Les récifs coralliens sont en mauvaise santé dans les eaux proches de Puako, à Hawaï. Crédit : Greg Asner/ASU

« L’azote qui s’échappe dans l’océan à cause de la contamination des eaux souterraines et dans le système récifal stimule la croissance des algues, le type d’algues qui poussent sur le fond marin, comme une mauvaise herbe. Et ces algues dépassent le corail », a déclaré Greg Asner, directeur du Center for Global Discovery and Conservation Science de l’Arizona State University et auteur principal de l’étude.

Lorsque ces algues meurent et se décomposent sur le fond du littoral, elles consomment l’oxygène présent dans l’eau. Une trop grande quantité de cela rend les poissons et les invertébrés incapables de survivre.

« Si nous continuons à ne rien faire et à ne pas améliorer la qualité de l’eau, nous allons assister à davantage de pertes d’écosystèmes », a déclaré Jasmine Fournier, directrice exécutive de l’Ocean Sewage Alliance, qui vise à réduire le problème de contamination des déchets. « Les choses auxquelles nous nous attendons lorsque nous allons dans l’eau, nous ne les verrons peut-être plus autant.
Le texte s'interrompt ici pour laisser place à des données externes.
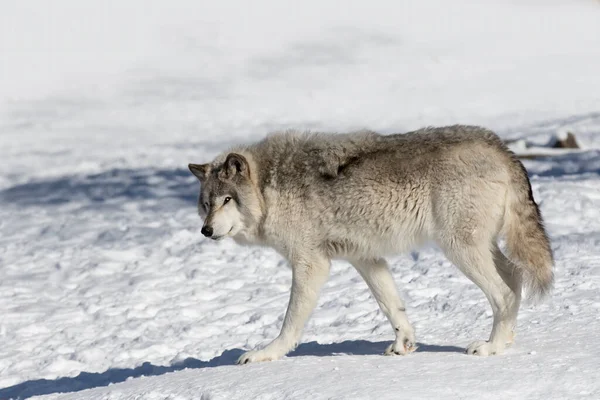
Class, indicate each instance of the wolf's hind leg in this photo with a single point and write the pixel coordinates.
(490, 271)
(379, 279)
(309, 275)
Nous verrons plus de proliférations d’algues, plus de poissons tués, des pêcheurs qui ne pourront plus maintenir leurs moyens de subsistance parce que les stocks de poissons ont disparu. »

Une loi de 2017 exige que tous les puisards soient convertis pour une gestion plus efficace des déchets d’ici 2050, mais Kealoha a déclaré que les conclusions de l’ASU devraient inciter à davantage d’actions.

« Nous avons tellement de mal, en tant que communautés locales, à lutter contre le problème climatique dans son ensemble – qui vient du réchauffement et de l’acidification des océans – mais nous faire avoir le pouvoir de combattre ces facteurs de stress locaux », a-t-elle déclaré.